“may i feel said he” By E.E. Cummings


may i feel said he
(i’ll squeal said she
just once said he)
it’s fun said she

(may i touch said he
how much said she
a lot said he)
why not said she

(let’s go said he
not too far said she
what’s too far said he
where you are said she)

may i stay said he
(which way said she
like this said he
if you kiss said she

may i move said he
is it love said she)
if you’re willing said he
(but you’re killing said she

but it’s life said he
but your wife said she
now said he)
ow said she

(tiptop said he
don’t stop said she
oh no said he)
go slow said she

(cccome?said he
ummm said she)
you’re divine!said he
(you are Mine said she)


Originally published in 1935 “may i feel said he” is one of E.E. Cummings’ most original and well-loved poems. Cummings’ avant-garde style of poetry, as well as traditional works,  is combined with themes of love, nature, relationships, and lust. His poems often rife with risque descriptions and satire. For a detailed description of E.E. Cummings and his writings, see my post here.


Ah, nothing like an erotic poem to start off the list. I was first introduced to this poem by hearing it read aloud to me. The reciter being someone who let’s just say–I had a romantic interest in. That alone made this poem even more interesting and titillating as my mind wandered and sought to divulge the full meaning of this arousing conversation between two people.

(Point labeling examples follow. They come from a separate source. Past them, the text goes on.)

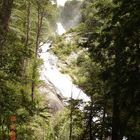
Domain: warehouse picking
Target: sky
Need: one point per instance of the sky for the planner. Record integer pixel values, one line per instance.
(61, 2)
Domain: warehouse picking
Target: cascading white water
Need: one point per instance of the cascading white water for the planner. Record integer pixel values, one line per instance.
(50, 72)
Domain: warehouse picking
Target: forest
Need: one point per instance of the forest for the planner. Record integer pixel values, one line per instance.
(95, 44)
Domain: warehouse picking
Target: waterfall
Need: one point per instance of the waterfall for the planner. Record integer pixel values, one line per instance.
(61, 84)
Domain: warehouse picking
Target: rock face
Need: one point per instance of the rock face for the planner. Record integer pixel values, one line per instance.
(70, 13)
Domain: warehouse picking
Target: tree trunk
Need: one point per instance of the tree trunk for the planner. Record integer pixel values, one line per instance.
(39, 27)
(5, 13)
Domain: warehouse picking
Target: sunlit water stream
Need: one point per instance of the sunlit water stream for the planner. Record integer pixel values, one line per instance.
(50, 72)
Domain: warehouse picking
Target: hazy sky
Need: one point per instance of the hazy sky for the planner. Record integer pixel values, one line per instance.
(61, 2)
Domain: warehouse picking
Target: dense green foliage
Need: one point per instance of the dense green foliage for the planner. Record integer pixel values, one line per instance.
(101, 55)
(22, 25)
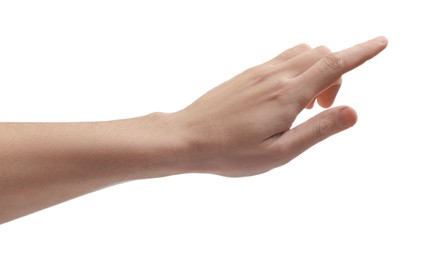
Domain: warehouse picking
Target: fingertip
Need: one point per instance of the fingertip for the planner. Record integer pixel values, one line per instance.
(325, 103)
(381, 40)
(347, 117)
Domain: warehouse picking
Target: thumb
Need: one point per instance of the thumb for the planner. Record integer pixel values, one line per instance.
(330, 122)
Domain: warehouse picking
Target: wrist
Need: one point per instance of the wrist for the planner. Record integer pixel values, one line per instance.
(157, 145)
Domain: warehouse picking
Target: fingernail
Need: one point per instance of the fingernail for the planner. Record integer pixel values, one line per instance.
(347, 117)
(380, 40)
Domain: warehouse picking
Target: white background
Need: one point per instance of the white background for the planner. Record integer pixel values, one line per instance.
(354, 196)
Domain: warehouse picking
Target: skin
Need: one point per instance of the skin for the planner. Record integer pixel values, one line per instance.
(240, 128)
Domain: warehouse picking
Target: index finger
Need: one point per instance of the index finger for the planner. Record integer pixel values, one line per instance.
(330, 68)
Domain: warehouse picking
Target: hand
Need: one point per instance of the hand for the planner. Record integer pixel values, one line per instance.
(243, 126)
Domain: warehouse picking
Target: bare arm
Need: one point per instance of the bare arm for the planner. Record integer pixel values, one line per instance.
(240, 128)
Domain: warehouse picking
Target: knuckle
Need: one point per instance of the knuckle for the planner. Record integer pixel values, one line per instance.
(334, 62)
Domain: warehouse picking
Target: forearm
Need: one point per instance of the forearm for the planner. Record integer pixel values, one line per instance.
(42, 164)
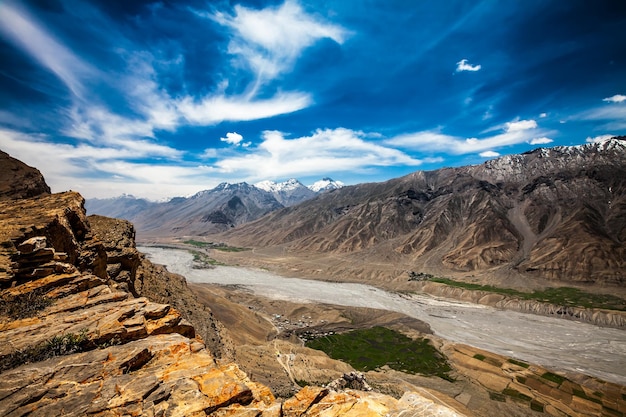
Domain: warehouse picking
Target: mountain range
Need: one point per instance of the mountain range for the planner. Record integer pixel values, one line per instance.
(556, 214)
(209, 211)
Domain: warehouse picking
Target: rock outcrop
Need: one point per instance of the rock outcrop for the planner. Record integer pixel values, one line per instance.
(18, 180)
(78, 338)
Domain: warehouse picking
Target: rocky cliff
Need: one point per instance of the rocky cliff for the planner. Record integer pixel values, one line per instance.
(18, 180)
(77, 336)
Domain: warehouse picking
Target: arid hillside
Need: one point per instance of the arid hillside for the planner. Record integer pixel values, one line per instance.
(556, 214)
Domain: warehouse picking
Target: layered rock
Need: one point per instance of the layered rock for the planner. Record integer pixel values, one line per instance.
(77, 338)
(554, 214)
(18, 180)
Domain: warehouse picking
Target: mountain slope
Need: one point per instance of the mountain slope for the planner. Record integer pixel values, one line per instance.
(556, 213)
(287, 193)
(208, 211)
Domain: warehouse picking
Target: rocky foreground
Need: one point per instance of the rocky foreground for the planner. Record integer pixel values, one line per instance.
(77, 337)
(88, 326)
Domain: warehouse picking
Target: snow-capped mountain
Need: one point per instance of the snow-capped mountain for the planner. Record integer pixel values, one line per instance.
(287, 193)
(325, 184)
(217, 209)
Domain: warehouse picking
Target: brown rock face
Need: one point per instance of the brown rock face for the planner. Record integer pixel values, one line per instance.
(18, 180)
(77, 338)
(557, 214)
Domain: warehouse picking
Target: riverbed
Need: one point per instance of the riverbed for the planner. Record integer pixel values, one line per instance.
(554, 343)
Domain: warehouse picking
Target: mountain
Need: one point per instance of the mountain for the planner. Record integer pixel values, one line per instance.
(287, 193)
(325, 184)
(124, 207)
(552, 213)
(218, 209)
(18, 180)
(208, 211)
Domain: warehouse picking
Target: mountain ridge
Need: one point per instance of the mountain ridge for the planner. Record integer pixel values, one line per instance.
(208, 211)
(557, 214)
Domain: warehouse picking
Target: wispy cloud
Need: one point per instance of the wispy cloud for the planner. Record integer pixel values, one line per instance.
(613, 113)
(23, 30)
(269, 40)
(324, 151)
(464, 65)
(617, 98)
(540, 141)
(212, 110)
(512, 133)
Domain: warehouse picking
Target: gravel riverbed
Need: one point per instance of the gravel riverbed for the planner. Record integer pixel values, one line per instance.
(557, 344)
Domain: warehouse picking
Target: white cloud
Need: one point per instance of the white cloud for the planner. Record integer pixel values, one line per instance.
(598, 139)
(324, 151)
(463, 65)
(232, 138)
(269, 40)
(540, 141)
(25, 32)
(512, 133)
(520, 125)
(216, 109)
(617, 98)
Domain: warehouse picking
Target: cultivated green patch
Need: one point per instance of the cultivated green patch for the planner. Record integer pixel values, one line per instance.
(564, 296)
(202, 260)
(217, 246)
(369, 349)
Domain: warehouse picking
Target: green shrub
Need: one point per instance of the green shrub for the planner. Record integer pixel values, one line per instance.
(373, 348)
(56, 346)
(24, 305)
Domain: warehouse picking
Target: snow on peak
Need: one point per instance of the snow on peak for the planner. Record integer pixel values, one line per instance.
(274, 187)
(325, 184)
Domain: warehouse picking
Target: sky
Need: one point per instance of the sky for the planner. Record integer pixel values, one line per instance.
(164, 99)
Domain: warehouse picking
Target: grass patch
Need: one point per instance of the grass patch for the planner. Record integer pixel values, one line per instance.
(217, 246)
(301, 383)
(373, 348)
(564, 296)
(536, 406)
(515, 394)
(558, 379)
(24, 305)
(202, 260)
(58, 345)
(519, 363)
(496, 396)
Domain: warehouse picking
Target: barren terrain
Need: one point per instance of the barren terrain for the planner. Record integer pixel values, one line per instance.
(561, 345)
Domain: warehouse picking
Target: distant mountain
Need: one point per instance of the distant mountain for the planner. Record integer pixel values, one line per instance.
(208, 211)
(554, 213)
(287, 193)
(325, 184)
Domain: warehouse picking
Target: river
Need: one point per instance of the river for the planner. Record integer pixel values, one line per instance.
(554, 343)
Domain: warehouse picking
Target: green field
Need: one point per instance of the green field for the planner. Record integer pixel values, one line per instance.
(564, 296)
(373, 348)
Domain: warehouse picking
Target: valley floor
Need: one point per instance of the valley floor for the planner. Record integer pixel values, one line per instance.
(560, 345)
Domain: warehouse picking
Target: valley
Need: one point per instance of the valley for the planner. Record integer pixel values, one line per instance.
(560, 344)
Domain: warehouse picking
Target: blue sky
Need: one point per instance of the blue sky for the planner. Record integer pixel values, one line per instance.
(161, 99)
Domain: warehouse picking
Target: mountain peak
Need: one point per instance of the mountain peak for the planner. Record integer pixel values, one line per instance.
(325, 184)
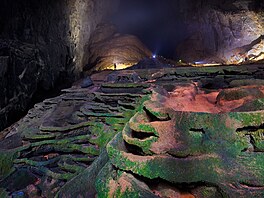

As if Mr. Cummings last name wasn’t enough to elicit giggling from schoolchildren, this poem sure would do the trick. Jumping straight to images of sex, perhaps my poetically challenged mind originally missed any underlying themes. Although I think it’s fair to say this poem is mostly about sex. It starts off innocently enough until Cummings slides in a brilliant volta with the line “but your wife said she” Uh oh. Is this a possible illicit affair fueled by sexual desire?

Things To Note

  • Use of capitalization, or shall I say lack thereof. Notice the only capitalized word being “Mine” in the last line. A clear stylistic choice, but why?
  • Use of punctuation. Also lacking, except for the last stanza where we see a question mark and exclamation point, both said by “he”. Interesting.
  • And finally, parentheses. What do they mean? Are the lines inside the parentheses telling a different story? Something a bit more secretive?

Final Suggestion: Listen to the poem being read by Tom Hiddleston. Or better yet have a romantic love or someone you lust for read you the poem, or read the poem aloud together, switching off lines. Who knows what new emotions and meaning you might discover!